Démasquez votre besoin inconscient
Une fois votre rôle ou votre étiquette repérés, listez les avantages et inconvénients qu’ils vous procurent, puis déchiffrez le besoin qu’ils traduisent. Vous êtes le calme de service, incapable de vous mettre en colère ? Il y a de fortes chances pour que le refoulement de votre colère ait été la condition pour ne pas être rejeté. Vous en avez conclu que ne pas faire de vague vous permettait de satisfaire votre besoin (conscient ou inconscient) d’être accepté ou aimé.
Dialoguez avec votre rôle ou votre étiquette
Ce rôle que vous avez endossé, cette étiquette qui vous a été collée ne sont pas qu’un fardeau. Ils sont aussi une ressource. Reprenons l’exemple du bon garçon ou de la gentille petite fille qui n’ont jamais posé de limites aux autres et se sont toujours fait passer derrière eux. S’ils ont du mal à s’affirmer, ils sont en revanche sans doute diplomates, adaptables et discrets. Autant de qualités qui s’avèrent précieuses dans bien des situations.
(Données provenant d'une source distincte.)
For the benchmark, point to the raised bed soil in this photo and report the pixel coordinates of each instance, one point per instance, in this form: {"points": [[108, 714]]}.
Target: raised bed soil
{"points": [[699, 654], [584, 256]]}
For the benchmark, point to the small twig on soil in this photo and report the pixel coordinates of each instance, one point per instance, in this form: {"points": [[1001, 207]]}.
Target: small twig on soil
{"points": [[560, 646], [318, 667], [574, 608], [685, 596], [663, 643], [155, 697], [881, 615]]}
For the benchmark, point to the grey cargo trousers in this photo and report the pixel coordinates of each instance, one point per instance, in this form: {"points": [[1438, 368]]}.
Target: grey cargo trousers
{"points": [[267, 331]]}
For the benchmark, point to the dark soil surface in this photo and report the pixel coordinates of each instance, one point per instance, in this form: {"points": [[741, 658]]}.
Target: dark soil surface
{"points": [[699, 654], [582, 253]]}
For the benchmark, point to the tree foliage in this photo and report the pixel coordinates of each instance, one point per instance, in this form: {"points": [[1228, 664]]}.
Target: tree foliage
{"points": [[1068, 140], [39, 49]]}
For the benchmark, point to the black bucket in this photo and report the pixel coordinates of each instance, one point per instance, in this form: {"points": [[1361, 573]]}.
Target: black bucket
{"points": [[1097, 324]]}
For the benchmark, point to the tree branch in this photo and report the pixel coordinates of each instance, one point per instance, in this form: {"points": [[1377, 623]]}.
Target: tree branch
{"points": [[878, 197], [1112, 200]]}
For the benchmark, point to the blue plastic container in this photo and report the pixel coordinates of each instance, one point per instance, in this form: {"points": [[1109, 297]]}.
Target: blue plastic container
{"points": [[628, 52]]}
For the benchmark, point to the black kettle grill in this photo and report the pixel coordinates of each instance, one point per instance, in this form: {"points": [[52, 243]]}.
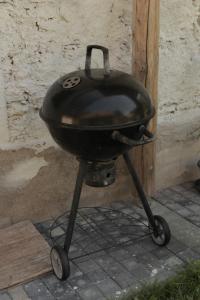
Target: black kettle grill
{"points": [[97, 115]]}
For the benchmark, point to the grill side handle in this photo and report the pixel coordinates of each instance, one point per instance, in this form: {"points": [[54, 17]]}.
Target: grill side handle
{"points": [[150, 137]]}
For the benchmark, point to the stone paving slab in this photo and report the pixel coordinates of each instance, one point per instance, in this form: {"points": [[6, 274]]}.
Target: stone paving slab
{"points": [[111, 272]]}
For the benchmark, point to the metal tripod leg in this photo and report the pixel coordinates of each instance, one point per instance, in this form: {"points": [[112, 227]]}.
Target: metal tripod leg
{"points": [[75, 204], [140, 191]]}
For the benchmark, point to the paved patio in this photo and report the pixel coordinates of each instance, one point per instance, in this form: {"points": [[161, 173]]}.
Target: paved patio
{"points": [[112, 271]]}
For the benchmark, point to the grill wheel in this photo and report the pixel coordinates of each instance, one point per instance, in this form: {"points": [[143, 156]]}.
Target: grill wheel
{"points": [[164, 235]]}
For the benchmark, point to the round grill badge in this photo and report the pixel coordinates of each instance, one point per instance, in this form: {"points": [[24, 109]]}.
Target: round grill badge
{"points": [[71, 82]]}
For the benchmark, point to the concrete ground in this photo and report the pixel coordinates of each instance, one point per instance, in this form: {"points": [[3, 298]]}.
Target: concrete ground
{"points": [[113, 271]]}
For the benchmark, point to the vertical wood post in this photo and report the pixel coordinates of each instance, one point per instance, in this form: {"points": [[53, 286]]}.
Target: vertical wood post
{"points": [[145, 67]]}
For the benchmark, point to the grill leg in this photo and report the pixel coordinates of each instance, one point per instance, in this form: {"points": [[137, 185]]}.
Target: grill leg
{"points": [[75, 204], [140, 191]]}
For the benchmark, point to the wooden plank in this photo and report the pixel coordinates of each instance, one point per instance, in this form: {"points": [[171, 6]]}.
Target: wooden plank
{"points": [[24, 254], [145, 68]]}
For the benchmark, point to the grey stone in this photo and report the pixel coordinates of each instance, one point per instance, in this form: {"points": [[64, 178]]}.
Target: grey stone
{"points": [[184, 212], [91, 293], [75, 270], [108, 287], [188, 255], [58, 231], [125, 280], [88, 266], [5, 296], [175, 245], [37, 290], [172, 263], [18, 293], [162, 253], [79, 282], [97, 276]]}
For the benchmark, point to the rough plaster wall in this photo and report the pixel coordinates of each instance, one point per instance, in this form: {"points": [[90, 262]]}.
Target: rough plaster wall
{"points": [[42, 40], [179, 92]]}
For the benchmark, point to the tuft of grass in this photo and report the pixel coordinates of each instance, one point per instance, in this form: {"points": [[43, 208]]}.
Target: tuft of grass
{"points": [[185, 285]]}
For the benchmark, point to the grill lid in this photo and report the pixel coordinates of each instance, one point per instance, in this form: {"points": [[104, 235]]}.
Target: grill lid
{"points": [[97, 99]]}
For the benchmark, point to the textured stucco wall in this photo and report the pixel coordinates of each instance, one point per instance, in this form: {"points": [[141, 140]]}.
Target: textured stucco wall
{"points": [[179, 92], [41, 40]]}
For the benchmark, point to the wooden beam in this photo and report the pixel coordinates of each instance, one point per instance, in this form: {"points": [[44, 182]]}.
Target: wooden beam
{"points": [[145, 67]]}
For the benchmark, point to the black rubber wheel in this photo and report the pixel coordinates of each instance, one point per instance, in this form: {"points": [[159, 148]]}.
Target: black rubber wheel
{"points": [[164, 234], [197, 185], [60, 262]]}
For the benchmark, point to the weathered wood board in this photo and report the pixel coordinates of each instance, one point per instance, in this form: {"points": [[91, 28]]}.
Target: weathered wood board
{"points": [[24, 254], [146, 30]]}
Pour cet exercice, il s’agira de dialoguer avec votre rôle ou votre étiquette en commençant par reconnaître son utilité. Puis, en fonction des circonstances, vous lui demanderez soit de rester sur scène, soit de se retirer pour permettre à une autre facette de vous de s’exprimer, dans le but de servir au mieux vos intérêts. Cet échange aide à remplacer des comportements problématiques par d’autres, plus constructifs. On cesse ainsi d’être dominé par le rôle dont on a souffert pour mieux profiter de ses bons côtés. Et l’on équilibre mieux les différentes facettes de sa personnalité.
Changez de partition
Il s’agit maintenant de satisfaire le besoin que vous avez identifié en adoptant un comportement plus en phase avec votre nature (par exemple, concernant le caïd : oser exprimer sa partie vulnérable). Pour cela, le moyen le plus efficace et le plus sûr est d’oser progressivement vivre votre dimension authentique (celle qui a été négligée) avec des proches de confiance. Le bon garçon exprimera son désaccord ou posera des limites sur des sujets sur lesquels il avait l’habitude de garder le silence ou d’obtempérer. Le raisonnable s’autorisera à plus de spontanéité ou d’audace, et abandonnera progressivement ses comportements trop routiniers ou trop prudents.